岩田稔 西谷先生に関しては「報道で見たよ。ようやったな。正直、病気もあったしこんなに長くやってくれると思わんかった。大万歳や」と言っていただきました。この世界にスカウトして頂いた山口さんも同じように、病気を持っていたのにスカウトしてタイガースにドラフトで指名してくれて、僕自身もすごく山口さんに対して感謝の気持ちが強いんですけど、それでも「おまえのおかげで楽しませてもらったわ」と言っていただいたり、「長い間お疲れさま」と言っていただきました。

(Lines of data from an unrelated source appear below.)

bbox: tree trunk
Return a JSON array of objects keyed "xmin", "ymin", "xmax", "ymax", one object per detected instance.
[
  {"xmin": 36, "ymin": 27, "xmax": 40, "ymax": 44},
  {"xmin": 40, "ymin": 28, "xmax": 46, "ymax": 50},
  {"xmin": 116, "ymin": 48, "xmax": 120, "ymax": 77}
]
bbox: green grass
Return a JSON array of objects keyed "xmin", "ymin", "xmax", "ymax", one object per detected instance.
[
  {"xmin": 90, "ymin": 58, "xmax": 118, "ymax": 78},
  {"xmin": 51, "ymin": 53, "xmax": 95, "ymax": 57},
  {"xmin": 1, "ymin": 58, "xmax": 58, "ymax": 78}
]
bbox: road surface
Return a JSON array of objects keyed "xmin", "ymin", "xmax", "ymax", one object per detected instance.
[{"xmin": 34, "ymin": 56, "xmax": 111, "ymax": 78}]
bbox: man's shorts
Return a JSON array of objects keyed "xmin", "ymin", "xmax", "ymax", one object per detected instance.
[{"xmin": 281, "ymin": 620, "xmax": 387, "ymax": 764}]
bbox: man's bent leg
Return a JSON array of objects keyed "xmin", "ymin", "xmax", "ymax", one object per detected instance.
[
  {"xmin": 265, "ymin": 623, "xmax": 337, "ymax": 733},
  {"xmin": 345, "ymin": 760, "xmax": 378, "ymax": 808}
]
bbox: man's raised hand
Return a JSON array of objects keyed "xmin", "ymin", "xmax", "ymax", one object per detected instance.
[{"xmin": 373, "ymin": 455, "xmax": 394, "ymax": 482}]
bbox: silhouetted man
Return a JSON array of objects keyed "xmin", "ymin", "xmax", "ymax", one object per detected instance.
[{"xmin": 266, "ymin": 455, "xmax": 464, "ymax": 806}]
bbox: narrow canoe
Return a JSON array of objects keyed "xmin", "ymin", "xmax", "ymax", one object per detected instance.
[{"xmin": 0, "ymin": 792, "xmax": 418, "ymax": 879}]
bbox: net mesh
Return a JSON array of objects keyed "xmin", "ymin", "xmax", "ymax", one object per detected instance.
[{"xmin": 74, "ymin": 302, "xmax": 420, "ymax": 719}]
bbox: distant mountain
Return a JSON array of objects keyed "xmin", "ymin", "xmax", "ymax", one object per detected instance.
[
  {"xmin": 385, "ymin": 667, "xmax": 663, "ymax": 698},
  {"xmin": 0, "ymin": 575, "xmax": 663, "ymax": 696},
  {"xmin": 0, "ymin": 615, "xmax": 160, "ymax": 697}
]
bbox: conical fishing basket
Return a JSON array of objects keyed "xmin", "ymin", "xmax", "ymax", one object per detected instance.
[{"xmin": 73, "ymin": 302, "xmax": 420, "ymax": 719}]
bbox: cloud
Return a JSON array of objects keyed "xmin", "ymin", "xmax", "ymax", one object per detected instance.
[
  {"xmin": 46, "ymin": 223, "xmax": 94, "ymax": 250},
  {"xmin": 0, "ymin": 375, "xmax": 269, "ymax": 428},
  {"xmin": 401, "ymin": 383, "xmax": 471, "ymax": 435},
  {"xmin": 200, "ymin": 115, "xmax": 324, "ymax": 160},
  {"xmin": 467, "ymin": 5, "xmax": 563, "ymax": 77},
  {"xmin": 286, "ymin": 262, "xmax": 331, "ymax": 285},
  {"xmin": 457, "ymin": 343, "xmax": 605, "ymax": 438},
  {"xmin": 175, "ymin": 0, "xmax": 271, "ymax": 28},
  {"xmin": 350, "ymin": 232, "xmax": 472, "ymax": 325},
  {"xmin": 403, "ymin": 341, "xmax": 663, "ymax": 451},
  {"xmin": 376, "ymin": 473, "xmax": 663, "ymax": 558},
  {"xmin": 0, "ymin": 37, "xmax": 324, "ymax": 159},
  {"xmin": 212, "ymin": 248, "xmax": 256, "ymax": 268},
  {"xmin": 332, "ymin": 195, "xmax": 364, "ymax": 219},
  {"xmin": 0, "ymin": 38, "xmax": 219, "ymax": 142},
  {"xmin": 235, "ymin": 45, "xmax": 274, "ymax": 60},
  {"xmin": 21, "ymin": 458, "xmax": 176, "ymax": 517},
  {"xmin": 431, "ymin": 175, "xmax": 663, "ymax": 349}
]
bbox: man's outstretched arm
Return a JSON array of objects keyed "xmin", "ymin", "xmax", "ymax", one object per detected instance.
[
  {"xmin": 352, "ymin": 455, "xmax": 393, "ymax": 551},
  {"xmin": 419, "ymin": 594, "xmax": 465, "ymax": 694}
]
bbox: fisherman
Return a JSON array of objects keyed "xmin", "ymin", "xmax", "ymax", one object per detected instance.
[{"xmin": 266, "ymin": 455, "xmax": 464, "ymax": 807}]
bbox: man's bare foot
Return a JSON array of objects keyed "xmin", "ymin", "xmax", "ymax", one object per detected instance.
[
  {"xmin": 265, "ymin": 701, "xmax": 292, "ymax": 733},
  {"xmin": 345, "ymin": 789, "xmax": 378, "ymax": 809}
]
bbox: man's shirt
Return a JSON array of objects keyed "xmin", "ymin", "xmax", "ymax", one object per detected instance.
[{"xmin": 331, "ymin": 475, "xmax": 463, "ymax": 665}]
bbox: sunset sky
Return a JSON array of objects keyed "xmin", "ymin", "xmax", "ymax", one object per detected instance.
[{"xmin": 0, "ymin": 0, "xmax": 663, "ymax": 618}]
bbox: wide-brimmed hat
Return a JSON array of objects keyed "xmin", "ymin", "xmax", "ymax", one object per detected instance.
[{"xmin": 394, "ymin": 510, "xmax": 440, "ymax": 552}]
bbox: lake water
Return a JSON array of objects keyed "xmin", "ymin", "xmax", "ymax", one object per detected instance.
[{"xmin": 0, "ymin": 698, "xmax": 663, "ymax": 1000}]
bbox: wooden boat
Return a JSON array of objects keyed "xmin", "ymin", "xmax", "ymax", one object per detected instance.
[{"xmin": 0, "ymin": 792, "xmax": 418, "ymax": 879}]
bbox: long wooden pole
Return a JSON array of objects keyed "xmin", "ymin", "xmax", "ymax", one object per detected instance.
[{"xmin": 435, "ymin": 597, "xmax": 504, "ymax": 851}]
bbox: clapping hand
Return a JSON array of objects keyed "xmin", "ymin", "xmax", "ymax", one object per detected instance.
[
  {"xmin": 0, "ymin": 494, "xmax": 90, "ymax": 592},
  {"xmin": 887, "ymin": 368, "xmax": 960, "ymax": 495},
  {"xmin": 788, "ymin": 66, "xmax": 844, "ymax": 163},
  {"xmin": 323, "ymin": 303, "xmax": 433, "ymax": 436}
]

-1型糖尿病もそうですし、手術もした。ファンも勇気をもらった。プレーで見せたかった思いは何か

岩田稔 入団する時に「希望の星になりたい」という言葉を発したので、その言葉に負けないように「諦めない」という気持ちを見せて行きたかった。16年間そういうのが少しは証明できたのかなと思います。

-プロで心に響いた先輩の言葉などあれば

岩田稔 たくさん連絡させていただいたんですけど、みんな「ほんまに引退するんか」という言葉をかけていただいたり。(大阪桐蔭で同級生の)西武のおかわり剛也(中村)には(プロに)入って16年電話とかしたことなかったんですよ。言葉にあまりちゃんと思いは乗せられなかったかもしれないですけど、「先に引退するわ」と言ったら「お疲れさん」と言っていただいて。あいつもすごい成績を残してくれているし、どでかいホームランも打たれましたし、良い思い出です。